Multiple studies have shown that fibrosis, and even cirrhosis, may regress after SVR. Perhaps an assessment of fibrosis after SVR would allow for better risk stratification. Unfortunately, in the Hultcrantz et al study, fibrosis was not assessed after achieving SVR. However, in a recent long-term follow-up study from the clinical center at the National Institutes of Health, investigators estimated liver fibrosis using transient elastography (TE) in 69 patients who had achieved SVR between 1986 and 2003 [10] and were followed for a mean of 7.5 years. Of those with cirrhosis on biopsy prior to treatment, 14% had TE scores of <7.0 kPa (no significant fibrosis) in their most recent follow-up visit, suggesting that they had significant regression of fibrosis. Notably, a small number of patients (2%) appeared to have progressive disease, with mild fibrosis before treatment and high TE scores (>13.8 kPa) at last follow-up [10]. Although these patients likely had another cause for disease progression, this highlights that fibrosis improvement is not universal. Interestingly, although the distribution of fibrosis scores did not appreciably change after SVR, almost all patients had improvement in parameters of liver synthetic function and portal hypertension, such as bilirubin level and platelet count [10]. The event rate was too low (1 HCC) to determine if fibrosis regression by TE or other parameters would be helpful for risk stratification, but larger studies similar to this effort will be useful to identify high-risk patients who require ongoing HCC screening. This will likely require a collaborative effort from multiple centers to accumulate enough patients who develop HCC after SVR to identify factors and allow for risk stratification. In addition to the degree of regression of fibrosis, factors to look at may include degree of steatosis, comorbidities, and patient demographics as well as time since SVR, even though this did not appear helpful in the Hultcrantz study.
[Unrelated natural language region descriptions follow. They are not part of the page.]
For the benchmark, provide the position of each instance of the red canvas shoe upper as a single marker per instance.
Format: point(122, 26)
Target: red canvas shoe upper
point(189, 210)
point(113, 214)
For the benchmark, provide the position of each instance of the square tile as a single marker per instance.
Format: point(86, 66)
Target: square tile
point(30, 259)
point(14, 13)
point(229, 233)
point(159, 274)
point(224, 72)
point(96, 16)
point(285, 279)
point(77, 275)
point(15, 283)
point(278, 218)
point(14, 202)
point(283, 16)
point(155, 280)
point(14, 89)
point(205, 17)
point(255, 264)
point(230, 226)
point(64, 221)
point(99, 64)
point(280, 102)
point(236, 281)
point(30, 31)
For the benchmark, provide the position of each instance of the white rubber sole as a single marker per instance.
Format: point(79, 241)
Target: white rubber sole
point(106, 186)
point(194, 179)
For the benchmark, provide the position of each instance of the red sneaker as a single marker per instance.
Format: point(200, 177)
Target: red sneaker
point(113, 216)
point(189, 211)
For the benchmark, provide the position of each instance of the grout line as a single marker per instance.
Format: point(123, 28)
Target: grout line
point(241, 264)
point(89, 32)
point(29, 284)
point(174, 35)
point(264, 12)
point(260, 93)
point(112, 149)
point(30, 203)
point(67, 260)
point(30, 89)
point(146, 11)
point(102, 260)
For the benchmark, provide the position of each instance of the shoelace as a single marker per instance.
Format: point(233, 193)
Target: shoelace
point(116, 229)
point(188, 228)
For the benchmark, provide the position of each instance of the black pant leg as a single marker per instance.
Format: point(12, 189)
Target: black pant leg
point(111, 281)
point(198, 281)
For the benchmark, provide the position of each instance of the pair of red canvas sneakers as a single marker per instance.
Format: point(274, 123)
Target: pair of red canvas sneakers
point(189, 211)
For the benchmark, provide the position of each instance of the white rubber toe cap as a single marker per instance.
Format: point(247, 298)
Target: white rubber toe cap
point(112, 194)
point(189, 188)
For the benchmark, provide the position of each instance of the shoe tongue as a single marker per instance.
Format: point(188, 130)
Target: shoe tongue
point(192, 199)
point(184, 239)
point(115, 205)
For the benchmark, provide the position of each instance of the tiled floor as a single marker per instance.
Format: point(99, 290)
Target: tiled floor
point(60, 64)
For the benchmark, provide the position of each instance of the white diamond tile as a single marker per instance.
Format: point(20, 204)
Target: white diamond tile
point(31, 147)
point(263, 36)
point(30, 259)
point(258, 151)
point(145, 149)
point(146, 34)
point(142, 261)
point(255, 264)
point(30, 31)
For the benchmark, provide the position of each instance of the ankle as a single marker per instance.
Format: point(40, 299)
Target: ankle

Hultcrantz and colleagues found that patients who were treated but did not achieve SVR had better outcomes than patients who received no treatment, again raising the question of whether unsuccessful treatment is better than no treatment. Although the rate of HCC was much higher in the untreated population than in those who were treated but did not achieve SVR, it is important to note that this was not a randomized study. Treatment was offered at the discretion of the treating physicians. It is likely that untreated patients had more advanced disease or other comorbidities that influenced both their risk of HCC and the decision to withhold therapy. Notably, they were older and a higher percentage was male and had diabetes, all risk factors for HCC development. Multiple studies have addressed the question of long-term suppressive therapy with discouraging results. Although the HALT-C trial did show a lower incidence of HCC in patients randomized to long-term low-dose peginterferon, the difference only emerged after 5-7 years of follow-up [11]. Given the rapid improvements in HCV therapy, long-term suppressive therapy with interferon to prevent HCC is not a realistic strategy.

Although this study focused on the risk of HCC, Hultcrantz et al also found that SVR reduced liver-related complications, liver-related mortality, and all-cause mortality. Combining these data with those from the study by van der Meer et al, as well as other published series, there is now solid evidence that SVR changes the natural history of the disease. SVR can no longer be considered a surrogate endpoint as it truly does indicate a very good long-term prognosis. However, as Hultcrantz and colleagues point out, SVR indicates viral eradication but is not a cure of liver disease. At least for now, even if they achieve SVR, patients with cirrhosis need to keep on screening.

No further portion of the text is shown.